By Steve Rensberry, Editor
Alderman on the Troy City Council along with administrators and local residents weighed in on a proposed ordinance regulating cannabis sales in Troy at a workshop on Sept. 30 at city hall.
As presented, the ordinance would limit the number of adult-use cannabis business establishments to just one, and would deny permits to a number of related businesses, including cultivation centers, craft growers, infuser organizations, processing organizations, and transporting organizations.
While the law is still in its infancy, as of Jan. 1, 2020, qualifying businesses in the state will be able to sell cannabis to adults 21 years of age and over for private use. Local municipalities, however, maintain some limited regulatory ability with respect to its use in public places and the number of establishments it allows.
Troy Mayor Al Adomite, along with City Attorney Fred Keck, said spent considerable time going over details of the new law. Both compared it to the laws regulating gaming and gambling establishments, and to those pertaining to the sale and use of alcohol. But there are differences. Unlike gaming, where establishment are highly restricted on where they can be located, cannabis businesses do not have the same limitation exception as it pertains to signage.
The proposed ordinance would, however, requires any establishment selling cannabis to seek a special use permit before approval.
Aldermen present included Katie Little, Tony Manley, Troy Turner, Bonnie Levo, Debbie Knoll, and Nathan Henderson, with aldermen Sam Italiano and Dan Dawson absent. Manley was the lone voice on the board who spoke in opposition to allowing sales in the city, with Adomite indicating that Italiano, though absent, was not likely in favor as well. Others on the council spoke in favor of it, and of sending the proposed ordinance to the Planning Commission for further consideration.
No official vote was taken at the workshop.
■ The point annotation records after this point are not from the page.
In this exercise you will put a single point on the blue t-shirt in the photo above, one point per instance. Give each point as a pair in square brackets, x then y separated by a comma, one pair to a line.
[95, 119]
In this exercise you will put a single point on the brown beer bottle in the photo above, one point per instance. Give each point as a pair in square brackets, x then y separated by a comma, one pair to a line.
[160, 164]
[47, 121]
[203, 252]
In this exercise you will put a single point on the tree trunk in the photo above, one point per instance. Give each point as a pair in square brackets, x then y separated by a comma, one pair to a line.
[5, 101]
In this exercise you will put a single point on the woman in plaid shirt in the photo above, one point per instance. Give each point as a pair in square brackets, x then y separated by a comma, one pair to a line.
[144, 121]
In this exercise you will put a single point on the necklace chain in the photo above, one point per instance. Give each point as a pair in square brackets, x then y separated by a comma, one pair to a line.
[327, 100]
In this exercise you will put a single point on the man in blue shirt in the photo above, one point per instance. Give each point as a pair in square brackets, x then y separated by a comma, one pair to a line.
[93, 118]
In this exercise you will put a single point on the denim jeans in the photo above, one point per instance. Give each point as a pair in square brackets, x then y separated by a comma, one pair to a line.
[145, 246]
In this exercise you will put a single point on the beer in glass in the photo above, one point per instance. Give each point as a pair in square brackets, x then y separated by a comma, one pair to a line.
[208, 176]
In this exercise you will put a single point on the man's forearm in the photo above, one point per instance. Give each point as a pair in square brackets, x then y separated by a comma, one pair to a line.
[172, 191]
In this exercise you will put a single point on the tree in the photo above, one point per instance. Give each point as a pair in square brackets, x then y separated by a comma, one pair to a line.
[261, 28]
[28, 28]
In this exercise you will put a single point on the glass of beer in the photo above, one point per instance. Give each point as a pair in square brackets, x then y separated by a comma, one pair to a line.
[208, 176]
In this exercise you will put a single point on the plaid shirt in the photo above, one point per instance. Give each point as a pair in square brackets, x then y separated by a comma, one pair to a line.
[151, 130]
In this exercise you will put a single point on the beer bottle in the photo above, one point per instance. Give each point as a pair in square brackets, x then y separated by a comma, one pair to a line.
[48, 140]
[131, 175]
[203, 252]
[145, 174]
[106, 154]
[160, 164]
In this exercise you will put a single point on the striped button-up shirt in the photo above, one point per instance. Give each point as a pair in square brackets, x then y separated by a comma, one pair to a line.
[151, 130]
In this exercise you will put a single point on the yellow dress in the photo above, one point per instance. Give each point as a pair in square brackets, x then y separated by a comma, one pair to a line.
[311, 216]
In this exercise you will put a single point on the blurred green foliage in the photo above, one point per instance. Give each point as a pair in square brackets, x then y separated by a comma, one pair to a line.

Both Adomite and Keck cited extensive work done by the Illinois Municipal League on the subject, with a 30 page FAQ document from the IML made available with the agenda for consideration and reference.
Public input from three citizens, a couple and a gentleman, were split on the matter.
Keck cautioned that even though Troy may vote to approve the sale of cannabis by approved establishments, all they are doing at the point is setting up the framework and that there is no guarantee Troy will even see such an establishment any time soon.
Adomite cited a limitation allowing only 500 businesses in the state to sell recreational cannabis, as the law stands, echoing Keck in the unlikelihood that such dispensaries will be popping up all over the place, even in Madison County.
The discussion Monday included several questions about enforcement and how the police would respond to violations or handle such things as DUIs involving marijuana.
Troy Police Chief Brad Parson said the state’s DUI system is actually fairly good in that respect, with “under the influence” already pertaining to any kind of substance and not just alcohol, including marijuana and pharmaceuticals. As with alcohol, under the new state law drivers will not be held responsible for slight or trace amounts of THC in their system, but will still be subject to sobriety tests and saliva or other “chemical tests” deemed appropriate if there is reasonable cause to suspect heavier use or intoxication.
Adults purchasing recreational marijuana in the state will be allowed to possess and purchase up to 30 grams at one time, while out-of-state visitors will be allowed half that amount.